Aron Bielski was born in 1927 on a farm in Stankiewicze, Poland, a rural area outside of Novogrudok. He was the youngest of ten brothers and two sisters. When the Nazis invaded the Soviet Union, three of his brothers Tuvia, Asael and Zus, all of whom were more than 15 years older than Aron, lived with their own families away from the Bielski farm. But Aron remained at home on the farm, helping his parents with chores.
In July 1941, the German army arrived in Stankiewicze and imprisoned the town’s Jews in the Novogrudok ghetto. The older Bielski Brothers refused to go into the ghetto and fled to the nearby forest, but Aron, and his parents Belia and David, remained at the farm. Two of Aron’s other brothers, Abraham and Yankel, were not lucky enough to make it into the freedom of the woods and were murdered in their village. Aron’s parents, David and Bella were murdered in a mass killing there in December 1941. A monument has been erected at the site of the mass murder.
Together the brothers formed a partisan group, composed entirely of Jews, under the leadership of the eldest, Tuvia. The Bielski Brigade saw its primary mission as saving the lives of their fellow Jews. They encouraged and helped Jews in nearby ghettos escape, and welcomed them into the unit. Aron played a tremendous role in bringing Jews from the ghetto to the Bielski’s forest encampment. His youth and agility allowed him to travel and sneak into the ghetto undetected, and his welcoming personality gave would be escapees encouragement. In his diary Tuvia Bielski wrote, “It is Aron who brings life into the community. He finds other survivors and introduces them to our district.”

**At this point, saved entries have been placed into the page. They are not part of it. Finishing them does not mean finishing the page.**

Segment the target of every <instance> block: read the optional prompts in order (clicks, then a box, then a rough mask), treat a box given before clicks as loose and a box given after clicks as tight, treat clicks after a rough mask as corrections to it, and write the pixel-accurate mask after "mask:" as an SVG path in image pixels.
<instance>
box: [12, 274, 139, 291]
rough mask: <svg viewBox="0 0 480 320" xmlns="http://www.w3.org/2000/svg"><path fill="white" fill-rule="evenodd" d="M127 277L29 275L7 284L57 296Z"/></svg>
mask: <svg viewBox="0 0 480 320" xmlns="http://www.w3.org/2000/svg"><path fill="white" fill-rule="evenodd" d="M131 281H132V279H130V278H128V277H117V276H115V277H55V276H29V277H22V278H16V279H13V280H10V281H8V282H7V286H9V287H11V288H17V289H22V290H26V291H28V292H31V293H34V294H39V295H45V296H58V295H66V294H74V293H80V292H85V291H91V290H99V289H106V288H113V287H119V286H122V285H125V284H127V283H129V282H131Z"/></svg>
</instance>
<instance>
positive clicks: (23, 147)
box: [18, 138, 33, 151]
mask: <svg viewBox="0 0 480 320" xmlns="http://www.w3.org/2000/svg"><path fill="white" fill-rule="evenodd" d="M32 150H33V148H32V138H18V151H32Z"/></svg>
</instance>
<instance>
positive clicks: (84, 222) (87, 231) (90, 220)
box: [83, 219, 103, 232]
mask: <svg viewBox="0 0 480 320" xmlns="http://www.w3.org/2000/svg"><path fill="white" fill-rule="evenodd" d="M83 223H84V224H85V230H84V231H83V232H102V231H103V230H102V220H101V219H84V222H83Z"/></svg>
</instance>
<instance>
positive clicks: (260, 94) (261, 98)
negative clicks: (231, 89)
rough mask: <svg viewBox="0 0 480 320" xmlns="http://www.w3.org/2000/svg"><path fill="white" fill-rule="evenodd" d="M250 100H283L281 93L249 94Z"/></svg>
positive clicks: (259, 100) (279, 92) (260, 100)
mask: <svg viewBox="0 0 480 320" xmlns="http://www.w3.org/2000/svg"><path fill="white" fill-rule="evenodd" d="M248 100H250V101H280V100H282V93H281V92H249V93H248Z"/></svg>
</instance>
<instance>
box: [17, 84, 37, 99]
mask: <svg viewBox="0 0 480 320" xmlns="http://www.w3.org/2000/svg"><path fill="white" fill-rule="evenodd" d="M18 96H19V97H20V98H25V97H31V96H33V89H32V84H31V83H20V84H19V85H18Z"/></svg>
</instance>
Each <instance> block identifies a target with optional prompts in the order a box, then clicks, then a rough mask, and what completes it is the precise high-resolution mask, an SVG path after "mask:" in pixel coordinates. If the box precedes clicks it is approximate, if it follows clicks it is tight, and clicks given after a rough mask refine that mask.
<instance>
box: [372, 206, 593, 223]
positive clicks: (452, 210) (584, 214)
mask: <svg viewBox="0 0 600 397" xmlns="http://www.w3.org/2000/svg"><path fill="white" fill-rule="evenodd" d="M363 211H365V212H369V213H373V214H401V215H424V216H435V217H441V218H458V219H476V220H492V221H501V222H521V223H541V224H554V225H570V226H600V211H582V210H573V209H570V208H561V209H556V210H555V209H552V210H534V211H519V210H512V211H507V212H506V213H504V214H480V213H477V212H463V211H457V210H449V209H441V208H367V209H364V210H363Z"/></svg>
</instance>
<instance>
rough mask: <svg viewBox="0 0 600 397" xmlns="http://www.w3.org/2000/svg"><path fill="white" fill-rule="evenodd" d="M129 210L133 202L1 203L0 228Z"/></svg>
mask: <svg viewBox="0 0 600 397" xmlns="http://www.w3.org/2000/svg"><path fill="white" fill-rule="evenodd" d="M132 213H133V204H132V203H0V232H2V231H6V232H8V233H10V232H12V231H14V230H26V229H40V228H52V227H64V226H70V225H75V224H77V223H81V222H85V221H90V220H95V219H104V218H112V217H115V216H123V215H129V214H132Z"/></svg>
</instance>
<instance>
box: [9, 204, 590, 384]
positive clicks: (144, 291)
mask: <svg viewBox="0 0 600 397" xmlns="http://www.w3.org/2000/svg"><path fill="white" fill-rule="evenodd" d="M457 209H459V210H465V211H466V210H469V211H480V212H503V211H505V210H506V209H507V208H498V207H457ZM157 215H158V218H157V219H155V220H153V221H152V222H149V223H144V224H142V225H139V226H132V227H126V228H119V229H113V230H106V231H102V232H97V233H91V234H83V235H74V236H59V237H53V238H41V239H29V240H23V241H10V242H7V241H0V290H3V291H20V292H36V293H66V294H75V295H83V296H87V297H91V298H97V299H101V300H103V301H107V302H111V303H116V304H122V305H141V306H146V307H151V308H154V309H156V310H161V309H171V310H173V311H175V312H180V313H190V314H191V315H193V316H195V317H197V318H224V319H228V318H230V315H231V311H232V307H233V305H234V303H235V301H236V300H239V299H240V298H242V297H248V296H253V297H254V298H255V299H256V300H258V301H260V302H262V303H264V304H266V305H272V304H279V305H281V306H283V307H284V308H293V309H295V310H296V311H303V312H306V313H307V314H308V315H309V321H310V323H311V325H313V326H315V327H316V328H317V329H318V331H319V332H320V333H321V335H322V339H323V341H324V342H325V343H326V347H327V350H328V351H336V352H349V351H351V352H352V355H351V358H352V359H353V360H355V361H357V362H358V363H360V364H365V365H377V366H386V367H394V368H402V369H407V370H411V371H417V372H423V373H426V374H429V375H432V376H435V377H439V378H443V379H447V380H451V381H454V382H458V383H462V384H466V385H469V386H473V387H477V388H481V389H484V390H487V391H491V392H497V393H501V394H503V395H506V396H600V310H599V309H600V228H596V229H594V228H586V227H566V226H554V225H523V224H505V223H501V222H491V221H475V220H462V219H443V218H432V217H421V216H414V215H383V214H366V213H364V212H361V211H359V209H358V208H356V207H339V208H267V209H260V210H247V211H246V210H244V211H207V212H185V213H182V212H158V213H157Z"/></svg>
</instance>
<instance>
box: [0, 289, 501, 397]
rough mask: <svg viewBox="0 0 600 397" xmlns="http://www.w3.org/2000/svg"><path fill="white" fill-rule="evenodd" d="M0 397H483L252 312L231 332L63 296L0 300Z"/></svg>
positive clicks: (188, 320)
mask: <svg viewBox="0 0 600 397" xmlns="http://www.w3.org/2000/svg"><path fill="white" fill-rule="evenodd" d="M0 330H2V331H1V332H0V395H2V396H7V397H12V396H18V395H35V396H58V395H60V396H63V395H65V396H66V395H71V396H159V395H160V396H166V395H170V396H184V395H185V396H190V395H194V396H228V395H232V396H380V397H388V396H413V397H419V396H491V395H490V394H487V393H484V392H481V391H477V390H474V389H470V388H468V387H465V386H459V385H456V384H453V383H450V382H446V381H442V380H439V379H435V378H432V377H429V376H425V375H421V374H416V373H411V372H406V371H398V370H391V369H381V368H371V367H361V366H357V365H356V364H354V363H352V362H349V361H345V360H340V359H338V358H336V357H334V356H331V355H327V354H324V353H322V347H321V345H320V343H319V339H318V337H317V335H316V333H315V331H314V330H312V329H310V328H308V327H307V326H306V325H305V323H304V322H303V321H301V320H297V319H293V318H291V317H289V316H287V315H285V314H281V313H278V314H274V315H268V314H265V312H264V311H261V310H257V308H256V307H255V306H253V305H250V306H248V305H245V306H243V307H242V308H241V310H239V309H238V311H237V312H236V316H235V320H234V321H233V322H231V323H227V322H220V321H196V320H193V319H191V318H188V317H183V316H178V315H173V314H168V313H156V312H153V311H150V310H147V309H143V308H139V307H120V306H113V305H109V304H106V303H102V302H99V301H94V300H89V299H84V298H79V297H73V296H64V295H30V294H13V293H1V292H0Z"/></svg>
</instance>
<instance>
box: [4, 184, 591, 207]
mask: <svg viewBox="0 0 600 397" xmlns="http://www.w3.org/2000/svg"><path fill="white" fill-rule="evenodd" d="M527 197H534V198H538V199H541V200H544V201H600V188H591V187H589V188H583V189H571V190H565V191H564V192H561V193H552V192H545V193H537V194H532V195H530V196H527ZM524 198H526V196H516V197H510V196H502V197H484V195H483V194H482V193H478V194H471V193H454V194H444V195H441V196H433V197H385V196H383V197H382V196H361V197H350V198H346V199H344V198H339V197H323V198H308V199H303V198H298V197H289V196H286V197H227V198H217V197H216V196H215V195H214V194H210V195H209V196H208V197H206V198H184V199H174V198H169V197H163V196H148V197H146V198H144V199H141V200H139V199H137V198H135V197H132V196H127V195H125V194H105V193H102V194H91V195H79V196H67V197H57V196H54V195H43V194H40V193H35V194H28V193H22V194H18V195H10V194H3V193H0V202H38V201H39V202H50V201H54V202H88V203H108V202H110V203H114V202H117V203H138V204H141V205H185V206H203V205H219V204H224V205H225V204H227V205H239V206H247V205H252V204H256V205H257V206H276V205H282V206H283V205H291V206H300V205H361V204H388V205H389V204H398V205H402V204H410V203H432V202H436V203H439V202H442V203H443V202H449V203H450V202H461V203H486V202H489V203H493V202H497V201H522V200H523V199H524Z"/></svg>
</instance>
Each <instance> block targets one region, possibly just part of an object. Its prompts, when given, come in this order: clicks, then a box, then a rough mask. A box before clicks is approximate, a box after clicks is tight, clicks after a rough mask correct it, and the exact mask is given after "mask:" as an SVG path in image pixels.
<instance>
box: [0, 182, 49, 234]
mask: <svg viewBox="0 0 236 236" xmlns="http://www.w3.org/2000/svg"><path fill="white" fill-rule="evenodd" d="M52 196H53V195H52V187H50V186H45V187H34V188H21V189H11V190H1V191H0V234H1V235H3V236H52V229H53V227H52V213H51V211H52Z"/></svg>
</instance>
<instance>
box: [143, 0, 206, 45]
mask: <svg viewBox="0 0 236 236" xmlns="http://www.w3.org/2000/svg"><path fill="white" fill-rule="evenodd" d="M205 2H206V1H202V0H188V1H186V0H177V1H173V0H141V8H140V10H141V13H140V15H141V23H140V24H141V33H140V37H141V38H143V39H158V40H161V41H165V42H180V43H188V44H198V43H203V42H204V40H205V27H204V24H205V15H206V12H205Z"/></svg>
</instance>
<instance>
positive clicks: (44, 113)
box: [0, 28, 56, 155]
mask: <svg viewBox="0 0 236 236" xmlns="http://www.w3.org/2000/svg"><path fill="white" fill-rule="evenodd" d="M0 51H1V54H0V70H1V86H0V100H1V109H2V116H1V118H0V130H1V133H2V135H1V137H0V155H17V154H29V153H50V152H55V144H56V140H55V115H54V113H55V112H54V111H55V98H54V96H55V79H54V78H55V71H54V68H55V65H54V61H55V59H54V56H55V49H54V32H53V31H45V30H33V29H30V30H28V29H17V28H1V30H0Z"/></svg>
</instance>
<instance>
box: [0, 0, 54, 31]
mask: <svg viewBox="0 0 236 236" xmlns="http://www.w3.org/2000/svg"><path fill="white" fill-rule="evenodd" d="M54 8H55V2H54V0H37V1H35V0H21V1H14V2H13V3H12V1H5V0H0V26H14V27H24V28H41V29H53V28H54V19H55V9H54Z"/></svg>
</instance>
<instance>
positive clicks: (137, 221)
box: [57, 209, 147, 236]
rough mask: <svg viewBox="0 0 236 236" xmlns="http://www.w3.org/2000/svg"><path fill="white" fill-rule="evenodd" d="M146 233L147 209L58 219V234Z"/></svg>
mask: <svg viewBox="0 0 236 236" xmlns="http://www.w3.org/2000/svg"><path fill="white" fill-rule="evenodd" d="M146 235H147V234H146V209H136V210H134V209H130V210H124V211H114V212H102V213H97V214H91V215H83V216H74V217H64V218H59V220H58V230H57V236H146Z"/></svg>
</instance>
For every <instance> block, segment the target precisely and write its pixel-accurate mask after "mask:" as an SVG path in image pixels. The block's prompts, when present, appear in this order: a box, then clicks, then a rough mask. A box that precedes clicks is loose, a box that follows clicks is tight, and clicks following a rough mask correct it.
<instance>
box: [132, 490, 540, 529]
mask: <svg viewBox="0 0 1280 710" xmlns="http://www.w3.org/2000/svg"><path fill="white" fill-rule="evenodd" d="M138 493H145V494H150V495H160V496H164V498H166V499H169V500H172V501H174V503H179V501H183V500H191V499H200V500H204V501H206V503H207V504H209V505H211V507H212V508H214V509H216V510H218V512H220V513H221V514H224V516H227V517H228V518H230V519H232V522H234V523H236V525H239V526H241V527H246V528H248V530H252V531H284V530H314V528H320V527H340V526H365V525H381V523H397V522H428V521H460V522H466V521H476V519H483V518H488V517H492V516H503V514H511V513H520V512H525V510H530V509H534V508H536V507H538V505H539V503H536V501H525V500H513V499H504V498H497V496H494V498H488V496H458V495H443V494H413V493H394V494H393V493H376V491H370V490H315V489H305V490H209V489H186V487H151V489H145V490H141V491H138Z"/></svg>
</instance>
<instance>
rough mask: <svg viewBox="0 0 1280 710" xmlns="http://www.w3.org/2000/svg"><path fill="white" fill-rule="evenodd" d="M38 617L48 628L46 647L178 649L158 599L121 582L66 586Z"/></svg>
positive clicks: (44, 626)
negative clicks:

With Aron’s help, the Bielski Brigade grew to more than 1,200 Jews by the end of the war. Today their descendants number more than 30,000.
After the war, Aron immigrated to Palestine, and served in the army during Israel’s War of Independence in 1948. In 1954, he moved to the United States where his brothers and the rest of his family resided. He and his first wife Judith, had 3 children and 12 grandchildren. Today Aron lives in Palm Beach Florida with his wife Henryka, and he speaks to groups, educators and students regularly about his family’s story of Holocaust resistance and survival.
Aron tells his Jewish partisans story in his autobiography, Forest Scout; Reminiscences.